Make Your Goals Realistic
Set goals within the realm of what is possible for you to accomplish. This does not mean you shouldn’t stretch to meet a worthy objective, but only that your optimism should not exceed your ability to fulfill.
Arrange Your Goals Hierarchically
Arrange your goals from the most to the least important, from broad to specific targets so you do the most important tasks first and are able to maintain your focus.
Make Your Goals Part of a Plan
Planning is a verb, a series of sequential actions represented by the acronym PIE—Planning, Implementation, and Evaluation. Preparing objectives is the beginning of the planning process, the foundation upon which your implementation and evaluation occur.
Follow Up
Once your plan is complete, move to the second part of the PIE acronym and implement your plan, taking action to reach your objectives. As the saying goes, plan your work and work your plan.
Evaluate Your Progress and Make Necessary Corrections
Are your actions taking you closer to, or further from your author goals? How do you know? The evaluation portion of the PIE acronym tests your relative progress to make sure it is forward and goal directed. If it is not, make the corrections necessary to get you back on course.
Focus Goals on the Problem, Not the Solution
Murphy’s Law is alive and well in most parts of the book publishing process. But if you dwell on the things that go wrong, that is where your attention will be focused. Don’t fight problems, right problems. Set goals to reach profitability, not to avoid a loss.
Set Goals When You're in a Positive Frame of Mind
Negativity can overpower your thoughts when revenue and profits are down. That is not the time to be setting your author goals. Wait until you have regained control of your attitude and are ready to view challenges as opportunities versus impassable roadblocks.

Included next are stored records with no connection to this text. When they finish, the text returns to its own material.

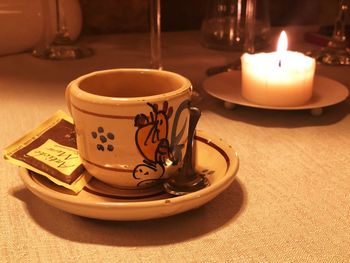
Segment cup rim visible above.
[68,68,192,104]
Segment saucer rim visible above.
[202,70,349,110]
[20,130,239,220]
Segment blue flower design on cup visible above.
[91,126,115,152]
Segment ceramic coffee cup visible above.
[66,69,192,189]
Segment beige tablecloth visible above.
[0,28,350,262]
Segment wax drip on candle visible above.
[277,30,288,67]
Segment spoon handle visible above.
[182,107,201,175]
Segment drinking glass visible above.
[150,0,163,70]
[201,0,270,51]
[307,0,350,66]
[32,0,93,60]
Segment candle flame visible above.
[277,30,288,52]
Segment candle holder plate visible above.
[203,71,349,115]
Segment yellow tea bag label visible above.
[27,139,81,175]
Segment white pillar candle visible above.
[241,31,316,107]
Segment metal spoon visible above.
[206,58,241,77]
[163,107,209,195]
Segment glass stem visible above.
[243,0,256,54]
[328,0,349,49]
[150,0,163,70]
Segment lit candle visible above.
[241,31,316,107]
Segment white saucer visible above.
[203,71,349,114]
[20,131,239,220]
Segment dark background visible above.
[80,0,339,34]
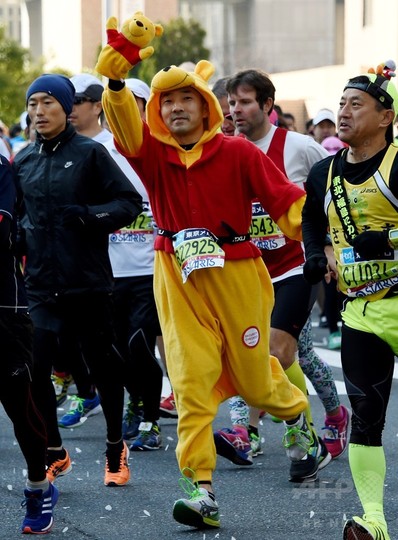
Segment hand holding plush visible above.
[95,11,163,81]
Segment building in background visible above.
[0,0,398,130]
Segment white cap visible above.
[312,109,336,126]
[70,73,104,101]
[124,79,151,101]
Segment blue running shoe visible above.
[213,426,253,465]
[130,422,162,452]
[21,482,58,534]
[58,394,102,428]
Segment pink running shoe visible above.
[322,405,351,459]
[159,392,178,418]
[213,427,253,465]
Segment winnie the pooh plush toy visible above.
[95,11,163,80]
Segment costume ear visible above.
[154,24,163,36]
[194,60,216,81]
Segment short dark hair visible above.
[227,69,275,114]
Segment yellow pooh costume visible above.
[97,25,307,490]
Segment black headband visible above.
[344,75,394,109]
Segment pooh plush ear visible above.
[194,60,215,82]
[95,11,163,80]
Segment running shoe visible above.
[282,414,314,461]
[159,392,178,418]
[51,372,73,407]
[290,437,332,483]
[249,433,264,457]
[328,330,341,351]
[21,482,58,534]
[214,426,253,465]
[122,400,144,441]
[58,394,102,428]
[343,516,390,540]
[130,422,162,452]
[173,468,220,529]
[47,448,72,482]
[322,405,351,459]
[104,441,130,487]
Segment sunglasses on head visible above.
[73,97,96,105]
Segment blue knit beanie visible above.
[26,73,75,116]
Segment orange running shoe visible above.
[159,392,178,418]
[104,441,130,487]
[47,448,72,482]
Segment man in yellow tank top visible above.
[303,61,398,540]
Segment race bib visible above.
[249,202,286,249]
[109,211,154,244]
[338,247,398,297]
[173,229,225,283]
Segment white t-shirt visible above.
[93,129,156,278]
[253,125,329,283]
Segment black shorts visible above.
[271,274,318,339]
[113,275,161,338]
[0,310,33,378]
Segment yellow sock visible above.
[285,360,317,439]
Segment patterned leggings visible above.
[229,316,340,427]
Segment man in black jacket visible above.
[14,74,142,486]
[0,155,58,534]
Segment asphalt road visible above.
[0,318,398,540]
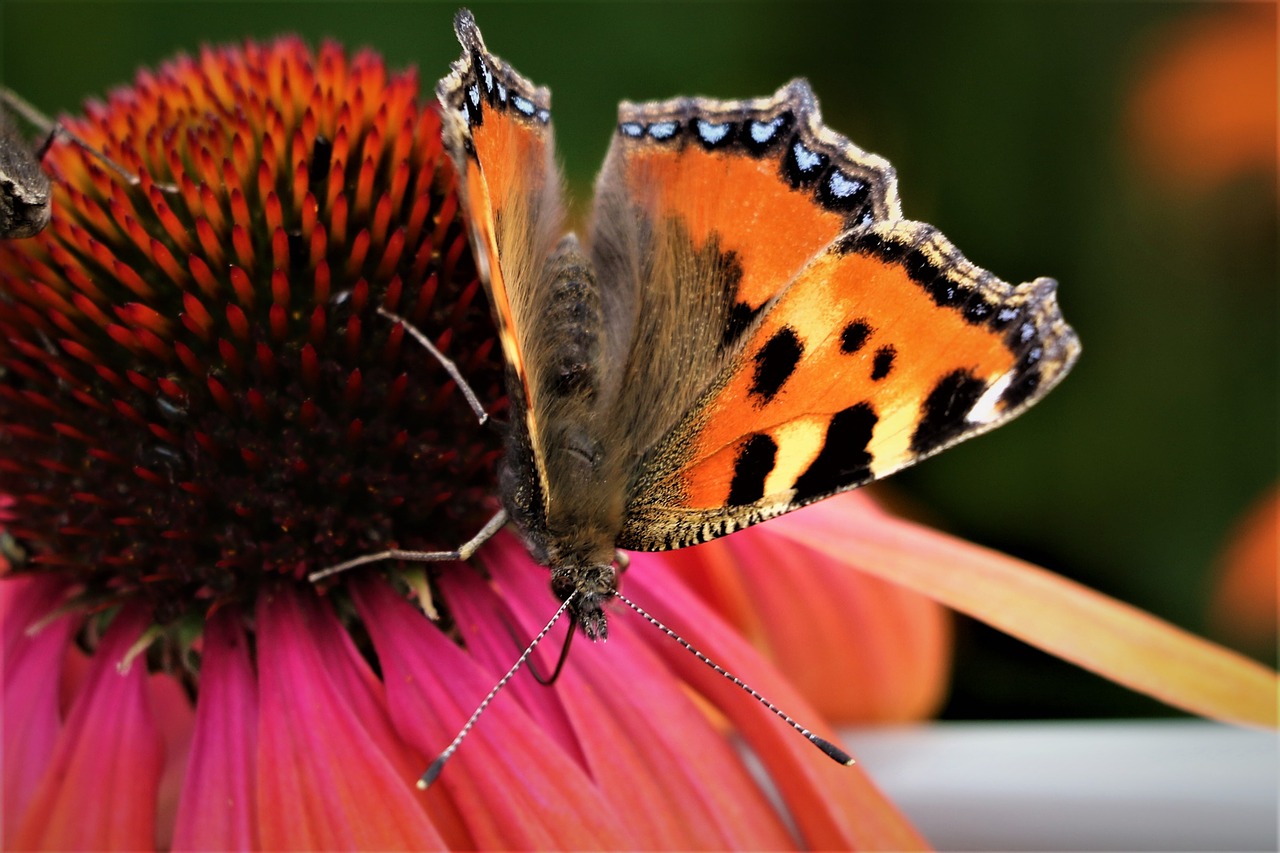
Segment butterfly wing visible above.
[590,79,900,469]
[436,9,564,545]
[594,82,1079,549]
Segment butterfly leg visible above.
[307,510,507,583]
[378,307,489,427]
[0,86,178,193]
[502,611,577,686]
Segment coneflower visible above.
[0,29,1274,849]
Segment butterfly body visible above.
[436,10,1079,637]
[0,94,50,240]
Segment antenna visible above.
[417,589,856,790]
[613,592,855,767]
[417,589,577,790]
[0,86,178,193]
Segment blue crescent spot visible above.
[827,169,863,199]
[751,115,782,145]
[698,119,728,145]
[649,122,677,140]
[792,142,822,172]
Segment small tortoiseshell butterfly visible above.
[436,9,1080,638]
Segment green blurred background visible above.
[0,0,1280,717]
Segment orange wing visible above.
[620,220,1079,549]
[590,79,900,473]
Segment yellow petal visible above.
[778,494,1280,727]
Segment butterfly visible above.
[0,86,54,240]
[0,86,178,240]
[436,9,1080,639]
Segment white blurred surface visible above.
[841,720,1280,850]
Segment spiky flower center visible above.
[0,38,502,622]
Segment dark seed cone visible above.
[0,38,502,622]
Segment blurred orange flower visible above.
[1128,3,1277,190]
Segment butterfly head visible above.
[552,551,618,640]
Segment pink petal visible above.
[147,672,196,849]
[257,587,444,849]
[0,576,76,848]
[465,537,795,849]
[622,553,925,850]
[780,498,1280,726]
[664,494,951,722]
[13,601,164,849]
[355,569,627,849]
[173,608,261,850]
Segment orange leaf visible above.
[778,494,1280,727]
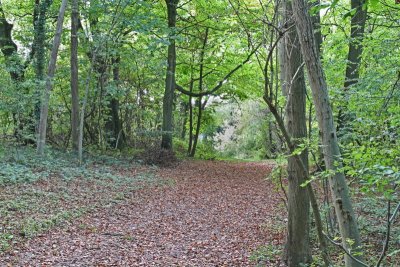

Derive Goals from a Sense of Purpose
Purpose breeds passion, the unfailing belief in yourself and your ability to make your goals become reality. Your targets will rarely motivate you to sustained action if they are not set from an unfailing sense of destiny.
Use goal-setting as the tool it was meant to be, part of the process that transforms your vision statement into reality. Do this and your march to success will be as simple as PIE.